E. A registrant shall not apply for registration renewal more than sixty days before the expiration date of the registration.
F. An applicant for registration renewal pursuant to this section must submit a renewal application prescribed by the board by rule unless the medical practitioner's registration and renewal are provided pursuant to subsection A of this section.
G. Pursuant to a fee prescribed by the board by rule, the board may issue a replacement registration to a registrant who requests a replacement because the original was damaged or destroyed, because of a change of name or for any other good cause as prescribed by the board.
H. Beginning January 1, 2017, a medical practitioner, before prescribing an opioid analgesic or benzodiazepine controlled substance listed in schedule II, III or IV for a patient, shall obtain a patient utilization report regarding the patient for the preceding twelve months from the controlled substances prescription monitoring program's central database tracking system. the medical practitioner is not required to check the central database tracking system pursuant to this subsection if any of the following applies:
1. the patient is receiving hospice care.
2. the patient is receiving care for cancer or a cancer‑related illness or condition.
3. a medical practitioner will administer the controlled substance.
4. the patient is receiving the controlled substance during the course of inpatient or residential treatment in a hospital, nursing care facility or mental health facility.

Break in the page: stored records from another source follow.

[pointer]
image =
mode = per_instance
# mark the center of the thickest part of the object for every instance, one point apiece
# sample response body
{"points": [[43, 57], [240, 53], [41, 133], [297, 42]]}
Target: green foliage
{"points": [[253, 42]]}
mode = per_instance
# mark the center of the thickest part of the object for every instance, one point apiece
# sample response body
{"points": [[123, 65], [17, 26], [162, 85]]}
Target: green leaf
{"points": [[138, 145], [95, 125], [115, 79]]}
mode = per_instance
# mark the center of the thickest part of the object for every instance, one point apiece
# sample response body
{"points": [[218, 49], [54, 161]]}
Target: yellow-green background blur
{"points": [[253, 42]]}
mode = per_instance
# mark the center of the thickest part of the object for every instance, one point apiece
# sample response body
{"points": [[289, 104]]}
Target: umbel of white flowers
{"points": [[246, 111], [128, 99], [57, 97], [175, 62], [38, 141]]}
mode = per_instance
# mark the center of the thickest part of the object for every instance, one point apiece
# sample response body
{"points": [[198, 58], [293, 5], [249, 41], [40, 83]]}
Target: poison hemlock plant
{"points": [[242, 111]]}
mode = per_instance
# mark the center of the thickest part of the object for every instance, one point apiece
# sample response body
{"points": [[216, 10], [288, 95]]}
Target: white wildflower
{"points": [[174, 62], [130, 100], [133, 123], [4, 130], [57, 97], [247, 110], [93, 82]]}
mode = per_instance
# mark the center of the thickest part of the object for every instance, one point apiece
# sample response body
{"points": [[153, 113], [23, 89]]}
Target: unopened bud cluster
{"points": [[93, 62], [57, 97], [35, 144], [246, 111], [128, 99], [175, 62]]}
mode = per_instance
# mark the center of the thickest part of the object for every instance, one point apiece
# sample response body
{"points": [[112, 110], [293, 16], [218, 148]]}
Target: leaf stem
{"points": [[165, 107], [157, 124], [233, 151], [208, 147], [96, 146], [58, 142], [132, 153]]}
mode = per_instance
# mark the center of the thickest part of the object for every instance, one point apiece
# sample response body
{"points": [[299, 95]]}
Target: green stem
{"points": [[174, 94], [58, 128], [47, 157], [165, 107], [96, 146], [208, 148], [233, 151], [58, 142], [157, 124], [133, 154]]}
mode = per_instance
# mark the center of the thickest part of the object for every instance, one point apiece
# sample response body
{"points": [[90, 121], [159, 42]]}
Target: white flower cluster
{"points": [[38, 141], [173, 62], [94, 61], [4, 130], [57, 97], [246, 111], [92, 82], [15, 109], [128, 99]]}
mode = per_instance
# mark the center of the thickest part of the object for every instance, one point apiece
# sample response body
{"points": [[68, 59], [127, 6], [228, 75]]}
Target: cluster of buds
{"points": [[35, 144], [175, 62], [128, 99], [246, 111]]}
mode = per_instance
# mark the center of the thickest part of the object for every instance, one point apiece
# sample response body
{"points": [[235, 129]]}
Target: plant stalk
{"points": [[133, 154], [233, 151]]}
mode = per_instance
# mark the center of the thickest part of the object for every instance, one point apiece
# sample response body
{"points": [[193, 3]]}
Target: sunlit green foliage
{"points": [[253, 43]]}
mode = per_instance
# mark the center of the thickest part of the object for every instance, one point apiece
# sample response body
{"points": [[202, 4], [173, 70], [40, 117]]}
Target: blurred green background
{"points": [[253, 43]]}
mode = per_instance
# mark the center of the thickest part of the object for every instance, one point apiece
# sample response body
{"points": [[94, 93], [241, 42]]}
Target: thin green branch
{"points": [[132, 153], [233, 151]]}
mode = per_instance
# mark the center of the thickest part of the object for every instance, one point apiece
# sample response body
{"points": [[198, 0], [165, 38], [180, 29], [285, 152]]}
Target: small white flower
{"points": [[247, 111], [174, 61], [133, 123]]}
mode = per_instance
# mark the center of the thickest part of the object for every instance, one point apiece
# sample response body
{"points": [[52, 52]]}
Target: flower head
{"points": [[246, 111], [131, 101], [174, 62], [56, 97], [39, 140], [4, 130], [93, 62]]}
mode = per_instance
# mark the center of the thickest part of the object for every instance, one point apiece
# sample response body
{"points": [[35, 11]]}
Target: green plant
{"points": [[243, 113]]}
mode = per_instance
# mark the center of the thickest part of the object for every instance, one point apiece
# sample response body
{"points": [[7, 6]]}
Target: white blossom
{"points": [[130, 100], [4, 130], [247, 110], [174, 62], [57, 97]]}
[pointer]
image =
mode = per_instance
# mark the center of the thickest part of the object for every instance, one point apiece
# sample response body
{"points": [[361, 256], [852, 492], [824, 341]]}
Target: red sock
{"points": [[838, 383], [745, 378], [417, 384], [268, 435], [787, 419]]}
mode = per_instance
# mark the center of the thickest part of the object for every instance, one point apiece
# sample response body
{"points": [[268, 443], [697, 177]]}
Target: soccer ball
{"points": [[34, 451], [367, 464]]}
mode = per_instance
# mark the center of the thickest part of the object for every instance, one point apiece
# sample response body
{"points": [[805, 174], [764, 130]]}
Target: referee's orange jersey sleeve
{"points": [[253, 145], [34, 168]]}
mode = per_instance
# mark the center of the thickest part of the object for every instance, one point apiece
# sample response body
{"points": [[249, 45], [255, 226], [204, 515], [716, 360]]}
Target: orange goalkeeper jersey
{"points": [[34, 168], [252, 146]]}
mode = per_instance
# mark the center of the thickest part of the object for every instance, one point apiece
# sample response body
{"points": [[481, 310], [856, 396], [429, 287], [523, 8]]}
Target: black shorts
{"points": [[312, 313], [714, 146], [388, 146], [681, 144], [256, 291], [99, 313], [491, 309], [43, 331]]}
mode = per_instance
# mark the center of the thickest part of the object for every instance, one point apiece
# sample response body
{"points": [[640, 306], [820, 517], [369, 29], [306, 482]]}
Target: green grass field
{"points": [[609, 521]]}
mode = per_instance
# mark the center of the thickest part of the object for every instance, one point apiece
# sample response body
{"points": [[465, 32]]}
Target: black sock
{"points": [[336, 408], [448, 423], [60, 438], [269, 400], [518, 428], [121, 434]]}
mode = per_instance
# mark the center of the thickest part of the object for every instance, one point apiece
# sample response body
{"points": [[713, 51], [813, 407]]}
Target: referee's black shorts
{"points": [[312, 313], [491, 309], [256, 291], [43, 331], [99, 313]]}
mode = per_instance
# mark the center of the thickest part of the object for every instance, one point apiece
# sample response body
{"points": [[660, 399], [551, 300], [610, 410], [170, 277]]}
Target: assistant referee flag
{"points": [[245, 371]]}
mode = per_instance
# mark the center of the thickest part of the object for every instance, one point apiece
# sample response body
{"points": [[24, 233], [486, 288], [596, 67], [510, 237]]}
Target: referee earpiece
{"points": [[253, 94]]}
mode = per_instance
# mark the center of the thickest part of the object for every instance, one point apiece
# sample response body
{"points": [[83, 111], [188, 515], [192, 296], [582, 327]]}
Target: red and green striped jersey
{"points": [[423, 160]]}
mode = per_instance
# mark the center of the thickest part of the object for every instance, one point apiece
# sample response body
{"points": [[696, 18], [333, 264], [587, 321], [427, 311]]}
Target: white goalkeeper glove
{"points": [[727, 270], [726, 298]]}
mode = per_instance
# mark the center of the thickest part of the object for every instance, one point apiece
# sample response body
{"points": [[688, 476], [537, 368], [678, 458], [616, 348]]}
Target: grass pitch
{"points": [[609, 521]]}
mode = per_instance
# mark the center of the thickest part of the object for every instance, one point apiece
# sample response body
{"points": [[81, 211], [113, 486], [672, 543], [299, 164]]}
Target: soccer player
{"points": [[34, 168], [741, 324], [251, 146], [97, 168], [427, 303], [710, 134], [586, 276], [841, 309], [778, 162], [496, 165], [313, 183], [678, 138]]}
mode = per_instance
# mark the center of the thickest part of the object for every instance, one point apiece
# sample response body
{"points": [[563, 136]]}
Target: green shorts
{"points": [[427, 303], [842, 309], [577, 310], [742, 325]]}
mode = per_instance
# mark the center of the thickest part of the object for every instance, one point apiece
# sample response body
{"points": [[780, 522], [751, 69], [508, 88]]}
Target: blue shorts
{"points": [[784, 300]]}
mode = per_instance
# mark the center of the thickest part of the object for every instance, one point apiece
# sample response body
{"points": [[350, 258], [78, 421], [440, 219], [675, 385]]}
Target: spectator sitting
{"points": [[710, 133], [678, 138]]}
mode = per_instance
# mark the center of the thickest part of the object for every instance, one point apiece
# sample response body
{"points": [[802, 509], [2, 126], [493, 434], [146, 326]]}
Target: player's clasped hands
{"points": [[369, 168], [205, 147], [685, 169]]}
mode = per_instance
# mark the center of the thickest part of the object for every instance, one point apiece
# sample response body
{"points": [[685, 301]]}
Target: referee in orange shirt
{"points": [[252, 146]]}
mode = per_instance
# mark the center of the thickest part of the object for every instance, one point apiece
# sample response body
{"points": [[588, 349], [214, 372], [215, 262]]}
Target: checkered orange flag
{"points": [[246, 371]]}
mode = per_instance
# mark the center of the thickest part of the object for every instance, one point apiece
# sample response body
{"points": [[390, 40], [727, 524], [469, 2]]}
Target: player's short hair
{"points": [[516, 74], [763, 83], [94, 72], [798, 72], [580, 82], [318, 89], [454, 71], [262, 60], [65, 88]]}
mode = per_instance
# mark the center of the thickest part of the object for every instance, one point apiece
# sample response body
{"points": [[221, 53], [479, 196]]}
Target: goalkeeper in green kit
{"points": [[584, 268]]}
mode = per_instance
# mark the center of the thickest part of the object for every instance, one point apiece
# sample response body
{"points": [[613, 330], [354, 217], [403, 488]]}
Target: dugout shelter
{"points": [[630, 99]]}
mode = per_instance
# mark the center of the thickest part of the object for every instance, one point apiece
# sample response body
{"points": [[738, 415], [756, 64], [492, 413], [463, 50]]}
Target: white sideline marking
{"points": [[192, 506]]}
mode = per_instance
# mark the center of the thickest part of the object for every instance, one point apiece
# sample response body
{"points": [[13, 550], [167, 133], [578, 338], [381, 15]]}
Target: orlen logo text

5. the medical practitioner is licensed pursuant to title 32, chapter 11 and is prescribing the controlled substance to the patient for no more than five days after oral surgery.
I. If a medical practitioner uses electronic medical records that integrate data from the controlled substances prescription monitoring program, a review of the electronic medical records with the integrated data shall be deemed compliant with the review of the program's central database tracking system as required in subsection H of this section.
J. The board shall promote and enter into data sharing agreements for the purpose of integrating the controlled substances prescription monitoring program into electronic medical records
K. By complying with this section, a medical practitioner acting in good faith is not subject to liability or disciplinary action arising solely from either:
1. Requesting or receiving, or failing to request or receive, prescription monitoring data from the program's central database tracking system.
2. Acting or failing to act on the basis of the prescription monitoring data provided by the program's central database tracking system.
L. Notwithstanding any provision of this section to the contrary, medical practitioners and their delegates are not in violation of this section during any time period in which the controlled substances prescription monitoring program's central database tracking system is suspended or is not operational or available in a timely manner. If the program's central database tracking system is not accessible, the medical practitioner or the medical practitioner's delegate shall document the date and time the practitioner or delegate attempted to use the central database tracking system.